Aerospace, defense and air transport companies spent Friday trying to put a brave face on the anticipated fall-out from the UK’s June 23 vote to leave the European Union (EU). Adverse market reaction to the so-called Brexit referendum sent stocks tumbling and pushed the British Pound to its lowest value against the U.S. dollar since 1985.
First to react was IAG—parent company of British Airways, Iberia and Vueling—which issued a profits warning for 2016 as the London Stock Exchange opened on June 24. The airline group said that while it “continues to expect a significant increase in operating profit this year, it no longer expects to generate an absolute operating profit increase similar to 2015.”
IAG’s written statement concluded that it “believes that the vote to leave the European Union will not have a long-term material impact on its business.” However, it did acknowledge that throughout June in the build-up to the referendum it saw weaker than expected sales.
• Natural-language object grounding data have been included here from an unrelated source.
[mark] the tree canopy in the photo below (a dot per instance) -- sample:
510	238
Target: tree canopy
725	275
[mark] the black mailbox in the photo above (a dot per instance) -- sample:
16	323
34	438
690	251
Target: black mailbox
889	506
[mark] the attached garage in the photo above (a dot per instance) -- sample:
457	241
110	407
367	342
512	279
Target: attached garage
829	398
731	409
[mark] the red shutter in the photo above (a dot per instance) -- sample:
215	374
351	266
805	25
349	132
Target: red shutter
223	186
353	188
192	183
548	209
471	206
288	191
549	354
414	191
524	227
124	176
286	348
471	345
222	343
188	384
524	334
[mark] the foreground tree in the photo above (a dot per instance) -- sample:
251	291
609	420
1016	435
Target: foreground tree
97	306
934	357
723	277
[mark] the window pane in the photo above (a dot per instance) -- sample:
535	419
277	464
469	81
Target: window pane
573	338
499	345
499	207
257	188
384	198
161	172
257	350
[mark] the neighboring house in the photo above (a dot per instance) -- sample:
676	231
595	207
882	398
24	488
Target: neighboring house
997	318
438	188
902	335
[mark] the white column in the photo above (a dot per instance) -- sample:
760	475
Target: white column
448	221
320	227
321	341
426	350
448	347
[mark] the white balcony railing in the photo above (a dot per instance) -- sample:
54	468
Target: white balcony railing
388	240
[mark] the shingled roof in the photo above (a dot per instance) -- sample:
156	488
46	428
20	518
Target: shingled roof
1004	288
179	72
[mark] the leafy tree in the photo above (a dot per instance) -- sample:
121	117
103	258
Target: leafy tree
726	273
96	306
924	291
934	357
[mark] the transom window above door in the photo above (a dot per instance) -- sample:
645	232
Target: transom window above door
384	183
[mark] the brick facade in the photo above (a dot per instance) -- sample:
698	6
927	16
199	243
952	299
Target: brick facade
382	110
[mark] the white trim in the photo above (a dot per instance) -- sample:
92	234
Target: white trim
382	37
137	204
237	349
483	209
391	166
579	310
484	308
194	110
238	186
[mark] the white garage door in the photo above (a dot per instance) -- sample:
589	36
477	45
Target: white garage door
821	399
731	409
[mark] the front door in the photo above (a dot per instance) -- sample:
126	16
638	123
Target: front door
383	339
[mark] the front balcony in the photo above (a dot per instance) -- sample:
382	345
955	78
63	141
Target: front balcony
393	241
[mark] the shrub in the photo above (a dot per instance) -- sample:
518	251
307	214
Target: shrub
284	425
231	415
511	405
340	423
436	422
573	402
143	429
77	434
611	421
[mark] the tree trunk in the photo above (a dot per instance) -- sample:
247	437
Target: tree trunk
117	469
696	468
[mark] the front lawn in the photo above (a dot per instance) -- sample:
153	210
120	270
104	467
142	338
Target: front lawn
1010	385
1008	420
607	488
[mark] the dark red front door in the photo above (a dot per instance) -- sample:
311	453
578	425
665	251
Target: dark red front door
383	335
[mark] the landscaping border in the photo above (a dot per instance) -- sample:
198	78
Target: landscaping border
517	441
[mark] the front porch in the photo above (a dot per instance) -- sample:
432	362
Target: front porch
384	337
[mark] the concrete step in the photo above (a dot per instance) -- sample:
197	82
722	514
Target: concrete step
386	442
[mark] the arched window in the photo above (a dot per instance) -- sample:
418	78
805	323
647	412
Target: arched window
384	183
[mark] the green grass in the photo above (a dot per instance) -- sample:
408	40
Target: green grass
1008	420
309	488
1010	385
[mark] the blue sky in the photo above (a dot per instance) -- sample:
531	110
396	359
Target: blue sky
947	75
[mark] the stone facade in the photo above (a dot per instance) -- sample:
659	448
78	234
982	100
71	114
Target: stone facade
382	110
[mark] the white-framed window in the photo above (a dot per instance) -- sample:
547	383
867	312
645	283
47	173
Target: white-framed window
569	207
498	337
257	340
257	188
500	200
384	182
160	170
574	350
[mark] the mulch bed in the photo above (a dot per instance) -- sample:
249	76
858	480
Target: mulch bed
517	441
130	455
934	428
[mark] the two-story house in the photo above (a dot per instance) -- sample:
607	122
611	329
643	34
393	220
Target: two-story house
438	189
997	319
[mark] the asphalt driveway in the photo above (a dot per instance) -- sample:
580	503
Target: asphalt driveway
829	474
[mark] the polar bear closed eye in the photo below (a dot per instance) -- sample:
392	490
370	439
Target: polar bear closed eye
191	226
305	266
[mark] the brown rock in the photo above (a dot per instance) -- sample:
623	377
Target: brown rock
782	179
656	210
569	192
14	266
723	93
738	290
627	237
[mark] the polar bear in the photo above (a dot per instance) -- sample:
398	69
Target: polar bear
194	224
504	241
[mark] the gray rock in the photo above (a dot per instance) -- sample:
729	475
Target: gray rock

Generally, the UK travel industry reported slow bookings—especially for summer vacations—apparently due to uncertainty about the outcome of the vote amid dire warnings about a possible recession. IAG’s stock ended 22.54 percent down when the London market closed on June 24.
According to UK trade group Aerospace, Defence, Security & Space (ADS), leading member companies Airbus, BAE Systems, Rolls-Royce, Bombardier, MBDA and GKN all contacted their British employees ahead of the vote to make the case for staying in the EU. While no direct threat to cut the 65,000 UK jobs these companies collectively support was made, the reasons given were that British firms need to maintain direct access to EU customers and suppliers, that the UK should maintain influence over industry standards and regulations, and that EU membership is important for attracting further inward investment.
Airbus, which has major operations in France, Germany and Spain, did in fact warn its UK staff that further planned investment in the country could be abandoned in the event of a vote to leave the EU. It makes airliner wings at a factory in north Wales.
Within hours of the referendum results, Airbus Group CEO Tom Enders described the outcome as “a lose-lose result” for both Britain and Europe, adding that “Britain will suffer but it will focus even more now on the competitiveness of its economy versus the EU and rest of the world.”
Just over a week before the referendum, Rolls-Royce CEO Warren East warned that a vote to leave the EU could raise questions about plans the group has to invest in new aircraft engine test facilities at Derby in the UK. The company made no further comment in the immediate aftermath of the result being announced. In addition to 23,000 UK staff, Rolls-Royce has 14,000 employees in the rest of Europe.
“The aerospace, defense, security and space industries will work with the government to minimize the negative aspects of the decision to leave the EU, creating an environment in which these strategically important sectors can continue to prosper,” said ADS chief executive Paul Everitt.
Most major aerospace groups saw their equity take a hit on June 24, as the markets reacted to what in the end had been a somewhat surprising outcome to the referendum. While London’s FTSE100 lost an average of 3.15 percent in Friday trading, Airbus declined by 5.83 percent, followed by BAE Systems by 4.60 percent, Meggitt by 4.24 percent, GKN by 3.34 percent and Cobham by 3.08 percent. Rolls-Royce bucked the trend by gaining a modest 0.70 percent on the day.
Still to be untangled in what are expected to be protracted negotiations in the UK/EU divorce proceedings is the UK’s continued membership of the European Aviation Safety Agency and ATC agency Eurocontrol. Non-EU states such as Switzerland and Norway are already members of both bodies but never before has a state quit the EU, raising questions as to the basis for its continued participation in the regulatory and service provision aspects of the agencies.